Von REDAKTION, 23. Februar 2011 –
Angefangen hat alles in Wisconsin. „Im Mittleren Westen, wo einst die Wiege der amerikanischen Arbeiterbewegung stand, will der republikanische Gouverneur die Gewerkschaften zerstören – Hunderttausende protestieren“, berichtete der Nachrichtensender n-tv. (1)
Was war geschehen? Gouverneur Scott Walker hatte angekündigt, künftig Tarifverhandlungen zwischen Gewerkschaften und Regierung im öffentlichen Dienst abzuschaffen. Daraufhin gingen am Wochenende aus Protest allein in Wisconsins Hauptstadt Madison bis zu 100.000 Menschen auf die Straße. Nach Medienberichten handelt es sich um die größte Demonstration, die dort seit dem Ende des Vietnamkriegs zu beobachten war. (2)
Zusätzlich angeheizt hatte Walker die gegen ihn gerichtete Stimmung mit der Drohung, „die Nationalgarde ins Spiel zu bringen, um die Demonstranten zu bändigen.“ (3)

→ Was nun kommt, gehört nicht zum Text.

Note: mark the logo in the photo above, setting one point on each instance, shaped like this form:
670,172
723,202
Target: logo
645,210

Einige Schulen blieben mehrere Tage geschlossen und die 14 oppositionellen Parlamentsabgeordneten der Demokratischen Partei erschienen nicht zur geplanten Abstimmung, um die Verabschiedung des Gesetzes zu verhindern. Laut Landesgesetz muss mindestens ein Mitglied der Opposition anwesend sein. Der Fraktionschef der Republikaner im Senat von Wisconsin forderte deshalb Polizisten an, um nach den Abgeordneten zu fahnden, die sich vorsorglich jedoch in andere Bundesstaaten abgesetzt hatten. „Ihr könnt nicht Demokratie praktizieren, wen ihr nicht hier seid“, schimpfte Scott Walker. „Wir wurden gewählt, um harte Entscheidungen zu treffen.“
Manche Beobachter vor Ort fühlen sich an die revolutionären Ereignisse in Nordafrika erinnert. Demonstranten verglichen den Gouverneur auf Plakaten mit dem gestürzten ägyptischen Präsidenten Husni Mubarak. Der Bürgerrechtler Jesse Jackson lobte den „ägyptischen Geist“ der Proteste in Madison. (4) Ähnlich äußerte sich der Kongressabgeordnete Paul Ryan.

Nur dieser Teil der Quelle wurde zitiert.